Robert E. Barnhill Jr.
Partner, Barnhill Contracting, 70
By Teri Saylor
Photo provided by Barnhill Contracting
Robert E. Barnhill Jr. can’t remember a time when he was not involved at his family’s Barnhill Contracting Co., a fixture in eastern North Carolina for 68 years that now employs 1,100 people.
“I remember Daddy being gone an awful lot, and during my growing-up days, we had a lot of work in Virginia and Delaware,” Barnhill says. “When I was 13, I went to a job in Rehoboth Beach in Delaware and after that, I would work every summer until I got out of college, and then I came to work full time.”
Born in Tarboro, where he still lives, Barnhill graduated from East Carolina University in 1970 with a degree in business administration and the ability to operate every piece of equipment used by the family business. Today, the company that has long dominated highway construction in eastern North Carolina is moving into commercial construction and expanding its reach after opening a Charlotte office in 2015. The company had previously not ventured farther inland past Fayetteville and Raleigh. Revenue totaled $555 million in 2016.
While Barnhill’s father, Robert Barnhill Sr., was a legend among the state’s contractors, his son had “the vision to diversify what had been a traditional highway construction firm,” says Dave Simpson, president & CEO of Carolinas Associated General Contractors, a trade group.
In 1949, the senior Barnhill teamed up with R.W. Long to buy some surplus military machinery and equipment and start Barnhill and Long Construction Co. Three years later, Barnhill bought his partner out and changed the company’s name to Barnhill Contracting. The company’s first major project was paving one of Gov. Kerr Scott’s farm-to-market roads from Ahoskie to Murfreesboro.
The younger Barnhill was promoted to president in 1987 and named chairman in 2000, the year that his father died.
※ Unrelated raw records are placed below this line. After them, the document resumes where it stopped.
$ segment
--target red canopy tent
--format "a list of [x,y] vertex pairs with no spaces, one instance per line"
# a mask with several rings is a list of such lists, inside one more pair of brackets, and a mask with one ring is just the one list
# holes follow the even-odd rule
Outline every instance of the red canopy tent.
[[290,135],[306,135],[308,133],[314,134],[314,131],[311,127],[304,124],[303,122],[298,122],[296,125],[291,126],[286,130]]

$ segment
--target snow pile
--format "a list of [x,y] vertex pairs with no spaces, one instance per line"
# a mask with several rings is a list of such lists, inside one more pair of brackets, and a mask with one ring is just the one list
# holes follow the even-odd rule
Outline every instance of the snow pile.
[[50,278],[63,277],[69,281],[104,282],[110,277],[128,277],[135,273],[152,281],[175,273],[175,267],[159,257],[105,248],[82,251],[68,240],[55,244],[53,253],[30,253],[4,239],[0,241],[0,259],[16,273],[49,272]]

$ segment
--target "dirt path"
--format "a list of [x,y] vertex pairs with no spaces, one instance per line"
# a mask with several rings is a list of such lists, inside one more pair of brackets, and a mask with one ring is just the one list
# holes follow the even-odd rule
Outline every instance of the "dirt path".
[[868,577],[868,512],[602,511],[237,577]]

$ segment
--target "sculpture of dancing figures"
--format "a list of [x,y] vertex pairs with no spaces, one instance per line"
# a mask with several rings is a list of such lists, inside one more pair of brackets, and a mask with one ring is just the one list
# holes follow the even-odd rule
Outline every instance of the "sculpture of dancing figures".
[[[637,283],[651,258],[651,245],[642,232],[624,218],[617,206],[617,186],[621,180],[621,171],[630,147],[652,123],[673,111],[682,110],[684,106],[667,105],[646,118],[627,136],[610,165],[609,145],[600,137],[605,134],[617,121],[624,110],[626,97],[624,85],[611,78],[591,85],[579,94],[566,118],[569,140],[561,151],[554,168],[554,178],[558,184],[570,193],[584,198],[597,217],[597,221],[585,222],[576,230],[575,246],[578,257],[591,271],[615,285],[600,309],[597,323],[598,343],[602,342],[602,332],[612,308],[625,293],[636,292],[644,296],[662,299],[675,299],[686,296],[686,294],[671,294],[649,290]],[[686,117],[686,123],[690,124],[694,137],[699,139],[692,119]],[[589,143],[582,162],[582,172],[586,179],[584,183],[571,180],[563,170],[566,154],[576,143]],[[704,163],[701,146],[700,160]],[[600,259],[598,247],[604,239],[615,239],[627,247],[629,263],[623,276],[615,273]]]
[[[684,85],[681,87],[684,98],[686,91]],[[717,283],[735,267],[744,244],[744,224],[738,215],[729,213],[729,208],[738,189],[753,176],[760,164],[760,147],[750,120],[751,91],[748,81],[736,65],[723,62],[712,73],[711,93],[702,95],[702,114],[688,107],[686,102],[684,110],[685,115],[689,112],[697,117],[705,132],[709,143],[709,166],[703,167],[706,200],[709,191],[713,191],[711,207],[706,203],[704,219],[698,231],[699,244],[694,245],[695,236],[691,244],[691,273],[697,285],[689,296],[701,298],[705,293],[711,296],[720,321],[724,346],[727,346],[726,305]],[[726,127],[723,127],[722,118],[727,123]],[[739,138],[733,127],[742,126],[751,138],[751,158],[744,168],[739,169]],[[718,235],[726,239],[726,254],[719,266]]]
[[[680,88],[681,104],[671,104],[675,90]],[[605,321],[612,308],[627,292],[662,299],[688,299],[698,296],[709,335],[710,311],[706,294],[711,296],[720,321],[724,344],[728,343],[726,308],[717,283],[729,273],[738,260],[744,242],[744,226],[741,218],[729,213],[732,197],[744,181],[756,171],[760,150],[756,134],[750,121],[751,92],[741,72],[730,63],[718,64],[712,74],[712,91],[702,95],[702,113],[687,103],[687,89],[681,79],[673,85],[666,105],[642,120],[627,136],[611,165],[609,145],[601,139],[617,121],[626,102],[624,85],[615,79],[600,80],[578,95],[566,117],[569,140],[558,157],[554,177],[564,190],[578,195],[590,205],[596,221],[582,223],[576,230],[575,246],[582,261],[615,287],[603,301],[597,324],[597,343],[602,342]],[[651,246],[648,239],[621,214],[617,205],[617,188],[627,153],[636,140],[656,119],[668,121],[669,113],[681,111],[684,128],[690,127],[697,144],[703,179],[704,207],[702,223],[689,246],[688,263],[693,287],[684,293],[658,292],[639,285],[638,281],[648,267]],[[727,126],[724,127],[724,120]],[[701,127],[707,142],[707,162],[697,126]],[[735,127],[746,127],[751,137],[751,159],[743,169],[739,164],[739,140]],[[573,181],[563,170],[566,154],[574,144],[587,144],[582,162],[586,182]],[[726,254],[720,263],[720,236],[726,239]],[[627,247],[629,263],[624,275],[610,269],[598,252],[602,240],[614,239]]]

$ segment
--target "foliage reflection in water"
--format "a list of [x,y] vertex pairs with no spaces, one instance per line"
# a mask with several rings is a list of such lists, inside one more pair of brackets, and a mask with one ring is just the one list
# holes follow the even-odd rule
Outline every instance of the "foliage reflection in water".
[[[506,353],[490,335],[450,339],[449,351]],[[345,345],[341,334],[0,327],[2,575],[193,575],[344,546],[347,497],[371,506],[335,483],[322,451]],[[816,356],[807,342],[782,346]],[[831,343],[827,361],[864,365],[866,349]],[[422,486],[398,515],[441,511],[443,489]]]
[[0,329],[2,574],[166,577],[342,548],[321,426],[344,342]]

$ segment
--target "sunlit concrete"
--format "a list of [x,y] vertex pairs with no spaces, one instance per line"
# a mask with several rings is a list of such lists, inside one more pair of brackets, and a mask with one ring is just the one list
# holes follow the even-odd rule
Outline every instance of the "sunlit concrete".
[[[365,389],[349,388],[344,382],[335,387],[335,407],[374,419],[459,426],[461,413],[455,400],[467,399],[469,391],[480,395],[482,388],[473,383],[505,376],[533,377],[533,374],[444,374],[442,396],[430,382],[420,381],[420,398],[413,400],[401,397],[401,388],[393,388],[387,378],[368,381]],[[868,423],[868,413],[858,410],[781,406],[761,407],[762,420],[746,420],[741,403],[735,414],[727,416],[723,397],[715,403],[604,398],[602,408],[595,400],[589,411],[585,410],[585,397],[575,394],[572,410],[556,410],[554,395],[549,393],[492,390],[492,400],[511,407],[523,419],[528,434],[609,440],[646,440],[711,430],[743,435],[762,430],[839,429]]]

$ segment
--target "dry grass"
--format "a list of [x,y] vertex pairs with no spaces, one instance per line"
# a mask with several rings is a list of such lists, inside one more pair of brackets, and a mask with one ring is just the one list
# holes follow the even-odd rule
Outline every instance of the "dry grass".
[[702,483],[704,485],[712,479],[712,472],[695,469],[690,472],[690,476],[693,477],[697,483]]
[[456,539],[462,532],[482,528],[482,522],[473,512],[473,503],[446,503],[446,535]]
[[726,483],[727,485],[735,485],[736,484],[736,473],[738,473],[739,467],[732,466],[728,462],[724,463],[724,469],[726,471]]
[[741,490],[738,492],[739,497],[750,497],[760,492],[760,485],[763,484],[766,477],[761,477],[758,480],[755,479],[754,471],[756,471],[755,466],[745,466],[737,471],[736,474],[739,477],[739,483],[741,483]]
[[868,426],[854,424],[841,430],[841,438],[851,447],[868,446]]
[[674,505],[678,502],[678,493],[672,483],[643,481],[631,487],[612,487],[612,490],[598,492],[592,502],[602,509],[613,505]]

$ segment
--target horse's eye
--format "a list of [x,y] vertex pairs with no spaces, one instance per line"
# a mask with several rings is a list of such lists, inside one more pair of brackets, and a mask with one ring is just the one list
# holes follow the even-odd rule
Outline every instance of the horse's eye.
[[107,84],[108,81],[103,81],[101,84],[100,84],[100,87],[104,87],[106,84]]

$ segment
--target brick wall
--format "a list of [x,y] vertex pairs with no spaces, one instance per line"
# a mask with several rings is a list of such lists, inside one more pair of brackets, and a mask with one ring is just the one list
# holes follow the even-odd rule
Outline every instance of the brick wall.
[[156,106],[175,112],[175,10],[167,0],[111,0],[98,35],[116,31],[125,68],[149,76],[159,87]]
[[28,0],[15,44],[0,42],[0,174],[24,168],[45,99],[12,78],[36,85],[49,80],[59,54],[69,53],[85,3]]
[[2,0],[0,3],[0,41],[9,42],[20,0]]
His son, Robert Barnhill III, has been president since 2010. Barnhill’s other son, Austin, is vice president of leadership development.
“We’re big believers in taking care of our employees,” Robert Barnhill Jr. says. “My definition of a good leader is being honest and fair with employees, spending time with them, giving them opportunities when they deserve them, and giving them room to prove themselves and grow.”
Founded in Tarboro, Barnhill Contracting moved its headquarters to Rocky Mount in 2014. Barnhill donated its Tarboro building to Edgecombe County Public Schools, which uses it for its central office.
“We try to reach out to the community to help and serve in ways that we can.” Current work includes a $160 million highway project in Greenville, a 12.4-mile bypass that will take U.S. 264 south and west of the city toward Ayden.
Barnhill says he has no interest in retiring, though he has backed away from his company’s day-to-day operations. “I stay busy all the time, and I’m busier than what I envisioned I would be at this point.”